8. Be There for Each Other

Regardless of how professional your teammates are, they remain human, which means that there will be ups and downs in their personal lives. Building good rapport with other team members is about more than doing your share of the work and pitching on time for meetings. You also need to support your teammates in a personal capacity. If you know that somebody is going through a tough time, whether it’s divorce or the death of a loved one, show empathy and support. You can do so in multiple ways, from bringing flowers, inviting them for a cup of coffee, or offering to take on some of their duties for a while.

9. Be Open To Difference

Building rapport with another person doesn’t mean that you’re always going to agree on everything. Everybody has unique pasts and circumstances, which shape the way they think about life. The different commitments and responsibilities of individual team members also mean that they don’t all have the same levels of freedom or spare time. Respecting the differences in one another’s lifestyles, responsibilities, personalities, and approaches to work, is vital when it comes to building strong relationships. Aim to remain aware of the circumstances of other team members and try to accommodate everyone’s needs and preferences where possible and feasible.

10. Spend Time Together Outside of Work

Although you don’t need to become best friends, spending time outside of the workplace with your teammates can definitely build a positive rapport. People tend to relax a bit and show another, more personal side of themselves outside of work. It’s important to note, though, that not all team members will want to hang out in a bar and bond over drinks. Others, again, may be put off by the idea of team building, while others may not want to hang out with coworkers in their spare time at all.
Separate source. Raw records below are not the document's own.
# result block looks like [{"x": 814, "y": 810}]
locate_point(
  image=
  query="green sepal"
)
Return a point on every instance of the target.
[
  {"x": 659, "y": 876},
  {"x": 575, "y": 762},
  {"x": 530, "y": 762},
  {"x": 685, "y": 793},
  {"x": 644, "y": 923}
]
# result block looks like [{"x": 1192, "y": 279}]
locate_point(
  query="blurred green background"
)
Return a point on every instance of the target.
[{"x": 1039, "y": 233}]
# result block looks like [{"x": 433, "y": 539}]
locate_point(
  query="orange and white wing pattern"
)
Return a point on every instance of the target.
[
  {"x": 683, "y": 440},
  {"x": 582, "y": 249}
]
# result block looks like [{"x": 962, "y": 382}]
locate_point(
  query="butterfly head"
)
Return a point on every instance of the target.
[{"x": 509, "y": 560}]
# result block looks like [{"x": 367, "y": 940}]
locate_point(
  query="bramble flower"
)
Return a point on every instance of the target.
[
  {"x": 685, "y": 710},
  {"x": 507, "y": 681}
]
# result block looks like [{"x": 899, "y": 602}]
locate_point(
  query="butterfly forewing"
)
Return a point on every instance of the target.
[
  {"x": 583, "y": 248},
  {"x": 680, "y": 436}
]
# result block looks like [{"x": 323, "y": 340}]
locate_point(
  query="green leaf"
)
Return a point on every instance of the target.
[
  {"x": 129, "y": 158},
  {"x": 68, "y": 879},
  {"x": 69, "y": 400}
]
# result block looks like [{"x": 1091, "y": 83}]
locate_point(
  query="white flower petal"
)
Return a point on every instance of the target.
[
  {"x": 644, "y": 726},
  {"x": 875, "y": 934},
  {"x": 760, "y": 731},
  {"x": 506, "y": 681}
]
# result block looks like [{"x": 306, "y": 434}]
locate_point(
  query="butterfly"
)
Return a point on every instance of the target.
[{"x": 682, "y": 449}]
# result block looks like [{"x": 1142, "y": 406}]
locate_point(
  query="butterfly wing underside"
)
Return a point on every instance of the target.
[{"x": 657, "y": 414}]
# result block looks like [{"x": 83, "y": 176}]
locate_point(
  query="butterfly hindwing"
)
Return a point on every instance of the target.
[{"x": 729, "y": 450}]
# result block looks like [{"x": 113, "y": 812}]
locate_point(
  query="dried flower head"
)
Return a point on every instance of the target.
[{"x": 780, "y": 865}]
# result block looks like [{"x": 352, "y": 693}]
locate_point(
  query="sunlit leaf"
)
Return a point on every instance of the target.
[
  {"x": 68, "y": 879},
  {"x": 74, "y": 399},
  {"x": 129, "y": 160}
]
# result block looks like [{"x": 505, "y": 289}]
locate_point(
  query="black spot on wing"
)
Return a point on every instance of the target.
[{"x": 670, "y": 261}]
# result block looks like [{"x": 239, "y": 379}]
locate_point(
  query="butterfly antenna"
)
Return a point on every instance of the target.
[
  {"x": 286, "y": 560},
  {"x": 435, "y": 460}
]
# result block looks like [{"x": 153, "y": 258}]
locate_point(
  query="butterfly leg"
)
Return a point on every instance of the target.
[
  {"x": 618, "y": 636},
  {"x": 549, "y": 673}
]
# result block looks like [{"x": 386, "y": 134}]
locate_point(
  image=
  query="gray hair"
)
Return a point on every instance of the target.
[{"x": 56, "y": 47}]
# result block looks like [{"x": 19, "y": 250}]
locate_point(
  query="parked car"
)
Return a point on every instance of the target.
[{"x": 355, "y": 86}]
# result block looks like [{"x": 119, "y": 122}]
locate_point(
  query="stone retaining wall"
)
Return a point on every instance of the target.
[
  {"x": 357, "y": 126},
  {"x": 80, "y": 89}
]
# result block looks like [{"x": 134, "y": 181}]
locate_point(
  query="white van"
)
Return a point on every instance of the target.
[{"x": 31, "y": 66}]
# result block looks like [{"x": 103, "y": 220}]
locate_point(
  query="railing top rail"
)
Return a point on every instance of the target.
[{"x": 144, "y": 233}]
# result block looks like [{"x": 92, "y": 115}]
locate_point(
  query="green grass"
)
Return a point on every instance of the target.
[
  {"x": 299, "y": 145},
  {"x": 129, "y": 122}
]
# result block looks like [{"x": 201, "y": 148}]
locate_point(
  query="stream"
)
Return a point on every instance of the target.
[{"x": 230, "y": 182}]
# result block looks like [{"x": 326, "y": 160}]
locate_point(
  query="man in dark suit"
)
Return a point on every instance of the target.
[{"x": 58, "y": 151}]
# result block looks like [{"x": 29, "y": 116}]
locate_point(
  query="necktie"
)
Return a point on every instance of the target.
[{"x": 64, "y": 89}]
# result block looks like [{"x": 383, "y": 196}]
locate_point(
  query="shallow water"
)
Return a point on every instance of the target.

Aim, therefore, to only involve team members who’d like to join, and to find an activity that everybody will find enjoyable. Smaller groups can also join up after work, whether to go to the gym or see a movie.

11. Share Your Knowledge

Individuals who tend to work on their own and who don’t regularly communicate with others, often don’t have a good rapport with fellow teammates. If you’re shy and don’t enjoy small talk, a nice way in which you can bond with other members is by freely sharing your knowledge. Whether it’s about a technical aspect of your work or an interesting fact you learned on the internet the night before, sharing an interesting point is a good conversation starter.

Honing a culture of information sharing is also good for a team in general since it elevates levels of knowledge and also encourages an environment in which people nurture and enrich each other.

12. Deal With Conflict Effectively

Regardless of how mature or professional the individual members of a team are, conflict is bound to arise at times. To ensure that the good rapport that you’ve worked so hard at building with your teammates isn’t unnecessarily destroyed by a conflict situation, you should learn how to deal with conflict effectively. Ensure that you remain calm and polite throughout and be wary of attacking your teammates on a personal level. Actively listen to their point of view and try to come to a compromise. When necessary, you can call in a third party or a manager to mediate.

Team leaders should ensure that there are clear-cut procedures in place so that team members can revert to these when conflict erupts in the workplace. Knowing that there are official procedures to fall back on in times of conflict will provide team members with a sense of security and will minimize the risk of relationships being harmed through bad conflict resolution.

13. Foster a Culture of Inclusivity

A culture of inclusivity is conducive to good relationships. Regardless of where you live or work, your team is bound to consist of people of different genders, races, and religious persuasions. It’s impossible to build rapport with team members if you discriminate against them based on things like their gender or race. Remember that you, too, are different from the other members of your team. If you want to be accepted and liked for who you are, you need to do the same for your teammates.